А вот, пожалуйста, внук, последняя, самая жгучая мамина любовь. Он стоит в кроватке, сытый и самодовольный, придерживая ручкой задранную ночную рубашечку, готовый перед сном отлить избыток священной младенческой влаги в подставленный бабушкой горшочек. Бабушка сосредоточенно склонилась в внучеку, но его туго спеленутая пушечка все никак не соберется сделать положенное ей дело: малыш рассеянно откинул голову и сверлит глазками направленный на него объектив, невидимого фотографа и его камеру.

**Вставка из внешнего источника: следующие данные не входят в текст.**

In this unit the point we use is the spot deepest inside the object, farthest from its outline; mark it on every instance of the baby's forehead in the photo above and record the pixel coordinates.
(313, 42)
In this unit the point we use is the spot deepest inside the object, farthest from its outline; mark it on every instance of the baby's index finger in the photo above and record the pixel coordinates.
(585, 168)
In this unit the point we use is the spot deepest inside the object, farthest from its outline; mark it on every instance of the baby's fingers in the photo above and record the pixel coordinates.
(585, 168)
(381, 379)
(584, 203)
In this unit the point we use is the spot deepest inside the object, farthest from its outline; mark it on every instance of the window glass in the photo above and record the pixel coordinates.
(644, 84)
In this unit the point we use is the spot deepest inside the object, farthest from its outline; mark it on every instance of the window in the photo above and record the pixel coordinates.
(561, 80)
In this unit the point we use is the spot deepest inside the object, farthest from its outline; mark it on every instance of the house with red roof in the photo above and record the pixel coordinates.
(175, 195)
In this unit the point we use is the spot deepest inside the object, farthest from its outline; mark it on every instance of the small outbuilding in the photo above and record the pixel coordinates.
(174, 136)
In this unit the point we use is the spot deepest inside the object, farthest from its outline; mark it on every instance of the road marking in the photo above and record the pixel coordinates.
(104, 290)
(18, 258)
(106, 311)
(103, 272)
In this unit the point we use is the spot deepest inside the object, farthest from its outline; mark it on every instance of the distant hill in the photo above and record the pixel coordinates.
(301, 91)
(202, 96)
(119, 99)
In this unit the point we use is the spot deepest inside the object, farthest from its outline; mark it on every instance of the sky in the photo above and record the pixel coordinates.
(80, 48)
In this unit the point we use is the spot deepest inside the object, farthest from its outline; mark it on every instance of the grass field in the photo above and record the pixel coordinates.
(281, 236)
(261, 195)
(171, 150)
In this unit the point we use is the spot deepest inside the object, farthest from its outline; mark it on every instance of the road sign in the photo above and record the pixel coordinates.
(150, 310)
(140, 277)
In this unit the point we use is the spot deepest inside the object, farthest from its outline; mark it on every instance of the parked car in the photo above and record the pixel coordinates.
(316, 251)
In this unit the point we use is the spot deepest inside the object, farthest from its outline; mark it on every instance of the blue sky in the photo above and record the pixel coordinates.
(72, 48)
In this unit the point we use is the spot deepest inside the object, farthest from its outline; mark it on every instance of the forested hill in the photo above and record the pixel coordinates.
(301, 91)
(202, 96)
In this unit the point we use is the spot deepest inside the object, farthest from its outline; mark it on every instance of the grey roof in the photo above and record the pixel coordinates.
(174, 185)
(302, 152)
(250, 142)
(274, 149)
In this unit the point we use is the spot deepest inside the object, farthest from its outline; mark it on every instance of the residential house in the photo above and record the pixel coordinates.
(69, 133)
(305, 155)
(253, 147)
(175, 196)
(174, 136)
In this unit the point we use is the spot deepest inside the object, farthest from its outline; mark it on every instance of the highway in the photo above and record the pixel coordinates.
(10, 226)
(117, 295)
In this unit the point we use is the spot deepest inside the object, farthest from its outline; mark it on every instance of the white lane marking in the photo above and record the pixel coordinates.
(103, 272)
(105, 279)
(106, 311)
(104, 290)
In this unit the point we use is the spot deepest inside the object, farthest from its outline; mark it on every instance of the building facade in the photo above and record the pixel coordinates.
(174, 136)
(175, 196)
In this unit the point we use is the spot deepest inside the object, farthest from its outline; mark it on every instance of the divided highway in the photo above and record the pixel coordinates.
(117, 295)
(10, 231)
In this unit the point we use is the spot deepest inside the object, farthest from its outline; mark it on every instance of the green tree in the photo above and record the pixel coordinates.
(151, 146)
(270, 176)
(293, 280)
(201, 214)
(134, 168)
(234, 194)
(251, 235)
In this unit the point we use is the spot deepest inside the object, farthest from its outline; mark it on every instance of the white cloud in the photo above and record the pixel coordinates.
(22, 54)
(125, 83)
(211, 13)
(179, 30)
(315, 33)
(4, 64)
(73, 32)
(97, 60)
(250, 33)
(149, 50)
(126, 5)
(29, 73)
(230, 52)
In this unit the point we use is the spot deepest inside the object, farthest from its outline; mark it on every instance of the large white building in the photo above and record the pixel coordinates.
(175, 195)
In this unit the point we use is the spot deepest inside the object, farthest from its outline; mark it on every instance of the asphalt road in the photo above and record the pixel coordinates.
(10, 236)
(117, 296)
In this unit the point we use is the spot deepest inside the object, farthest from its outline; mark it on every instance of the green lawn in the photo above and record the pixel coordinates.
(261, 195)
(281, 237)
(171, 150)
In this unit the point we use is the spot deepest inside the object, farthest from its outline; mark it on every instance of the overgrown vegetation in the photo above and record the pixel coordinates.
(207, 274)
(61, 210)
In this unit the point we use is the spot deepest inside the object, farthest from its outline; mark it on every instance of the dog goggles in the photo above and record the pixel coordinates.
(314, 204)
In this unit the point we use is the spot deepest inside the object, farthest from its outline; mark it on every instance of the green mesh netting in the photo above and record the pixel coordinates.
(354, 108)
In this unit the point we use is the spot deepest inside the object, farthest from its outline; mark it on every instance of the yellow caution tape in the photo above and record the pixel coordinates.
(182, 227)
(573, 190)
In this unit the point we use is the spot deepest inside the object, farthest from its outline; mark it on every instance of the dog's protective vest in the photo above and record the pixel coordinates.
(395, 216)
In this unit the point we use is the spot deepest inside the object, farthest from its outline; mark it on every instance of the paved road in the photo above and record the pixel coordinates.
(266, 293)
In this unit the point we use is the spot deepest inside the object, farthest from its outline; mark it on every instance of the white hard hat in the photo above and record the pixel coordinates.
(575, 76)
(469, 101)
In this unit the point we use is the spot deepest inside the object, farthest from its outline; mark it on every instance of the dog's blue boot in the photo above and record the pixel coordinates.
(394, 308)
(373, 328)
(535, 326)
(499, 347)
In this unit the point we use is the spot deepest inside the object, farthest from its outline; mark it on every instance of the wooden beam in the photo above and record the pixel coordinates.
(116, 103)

1987 год. Уже совсем близко к последней черте… Мама уже больна, хотя мы этого никто еще не знаем.
А где же старенький серенький пакетик, с надписью «Рая до 1941»? Ага, вот они, фотографии маминых детства и юности.
Вот вытаращившийся на свет карапуз — не поймешь еще какого пола — на коленях строгой женщины в косынке периода индустриализации. Справа за спиной женщины красный командир, положивший руку на плечо жены. Это семья мамы, мои дедушка и бабушка, которых я не знал — оба погибли в войну. А вот мама — пионерка с вдохновенным от постоянного недоедания лицом довоенного подростка. Вот общая, классная; в центре учительница с проницательным и порочным лицом Берии. Вот купальня в пионерском лагере.
Грустно…
Положим–ка их рядком: карапуза на колене, пионерку, школьную выпускницу, молодую мамашу в шикарной шляпке, маму с двумя детьми в Ялте, свежеиспеченную свекровь на свадьбе, бабушку, безоглядно любящая внука…
Выстроим, так сказать, жизненную хронологию. Человеческая жизнь свободно укладывается в несколько снимков.
Жизнь, выпавшая, на не очень удачное время.
Впрочем кто знает, какое время удачное, а какое нет… Да и вообще можно ли так говорить: этот жил в удачное время, а этот в неудачное. Каждое время по–своему прекрасно, и в каждом достаточно боли и горечи.
Каждому человеку дано в жизни познать счастье. И каждому — несчастье. В более или менее справедливой пропорции. И для этого каждому дана для его собственная жизнь. Выпавшая на то или иное время.
А времена не выбирают…
После двух часов дня набрал найденный на перекидном календаре номер больничного телефона и попросил позвать к посту дежурной отца.
— У Елисеенко на той фотографии три полковничьи звездочки.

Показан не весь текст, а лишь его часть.